Sin apenas sentirlo, el correr del tiempo va empequeñeciendo las habitaciones donde jugábamos. Un día dejamos de volar cometas y, casi a traición, se empiezan a llenar nuestros bolsillos de objetos útiles. Los mismos que irán abultando, bajo el traje chaqueta, el volumen de nuestras obligaciones.
Lola Beccaria
Cuando uno es niño ansía crecer para poder disfrutar de los placeres prohibidos, para ser el patrón de barco que gobierne el timón de su propia vida. Tanto lo anhelamos, que cuando llega la ocasión, la mayoría de las veces no estamos preparados. Nadie nos enseñó a manejarnos en las tormentas de la vida adulta, no fuimos capaces de entender cuantos tifones y huracanes ha de afrontar el capitán del barco. Nos olvidamos de asistir a la escuela de marineros de la vida, empeñados en ser desde el principio capitanes. Por eso, las obligaciones cotidianas nos asfixian y, muchos días, nuestro niño interior perece o naufraga tomando decisiones de adulto. Muchos adultos quisiéramos ser niños y volver a disfrutar de los placeres infantiles que antaño desdeñamos. Tenemos que crecer, cuando nos gustaría menguar.

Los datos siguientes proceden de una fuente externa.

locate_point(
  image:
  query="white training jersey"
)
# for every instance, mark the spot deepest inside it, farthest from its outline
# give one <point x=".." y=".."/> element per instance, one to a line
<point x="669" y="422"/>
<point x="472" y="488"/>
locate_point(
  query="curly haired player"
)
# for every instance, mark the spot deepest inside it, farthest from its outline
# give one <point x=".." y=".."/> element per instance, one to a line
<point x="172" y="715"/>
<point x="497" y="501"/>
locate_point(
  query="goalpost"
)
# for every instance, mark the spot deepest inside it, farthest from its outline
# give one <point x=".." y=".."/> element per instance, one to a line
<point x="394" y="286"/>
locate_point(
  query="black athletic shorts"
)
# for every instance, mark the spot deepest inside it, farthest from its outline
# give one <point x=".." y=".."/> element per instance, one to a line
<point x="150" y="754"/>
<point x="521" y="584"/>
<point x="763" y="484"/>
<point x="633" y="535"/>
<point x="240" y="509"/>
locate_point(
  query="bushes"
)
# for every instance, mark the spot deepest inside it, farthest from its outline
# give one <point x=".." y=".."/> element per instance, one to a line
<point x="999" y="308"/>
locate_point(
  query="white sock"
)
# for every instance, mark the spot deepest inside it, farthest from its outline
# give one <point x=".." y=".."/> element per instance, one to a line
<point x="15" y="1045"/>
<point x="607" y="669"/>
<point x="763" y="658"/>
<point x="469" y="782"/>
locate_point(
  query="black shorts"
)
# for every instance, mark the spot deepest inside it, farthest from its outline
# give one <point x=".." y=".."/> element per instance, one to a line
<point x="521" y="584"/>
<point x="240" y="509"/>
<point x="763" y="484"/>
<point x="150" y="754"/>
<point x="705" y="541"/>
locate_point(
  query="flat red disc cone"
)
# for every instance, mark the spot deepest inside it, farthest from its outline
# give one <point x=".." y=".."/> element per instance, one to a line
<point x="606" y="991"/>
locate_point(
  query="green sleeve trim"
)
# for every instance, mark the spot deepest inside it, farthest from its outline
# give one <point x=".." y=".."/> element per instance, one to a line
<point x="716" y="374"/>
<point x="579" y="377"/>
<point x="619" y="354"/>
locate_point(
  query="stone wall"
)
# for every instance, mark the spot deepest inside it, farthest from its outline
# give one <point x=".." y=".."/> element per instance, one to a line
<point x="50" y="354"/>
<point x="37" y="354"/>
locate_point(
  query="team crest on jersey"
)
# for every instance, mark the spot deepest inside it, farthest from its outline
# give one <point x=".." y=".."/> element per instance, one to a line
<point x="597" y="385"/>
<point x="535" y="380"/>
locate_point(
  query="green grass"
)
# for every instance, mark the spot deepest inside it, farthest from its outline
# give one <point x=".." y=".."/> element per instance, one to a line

Nos resignamos a ser adultos y cada mañana intentamos reanimar a nuestro niño ahogado. Si pudiéramos saltaríamos al bote salvavidas, abandonaríamos el barco y yendo a la deriva buscaríamos la isla del tesoro. ¡Si fuera posible …!, pero hay cosas que solo se enseñan y se aprenden con los bolsillos vacíos, en la niñez.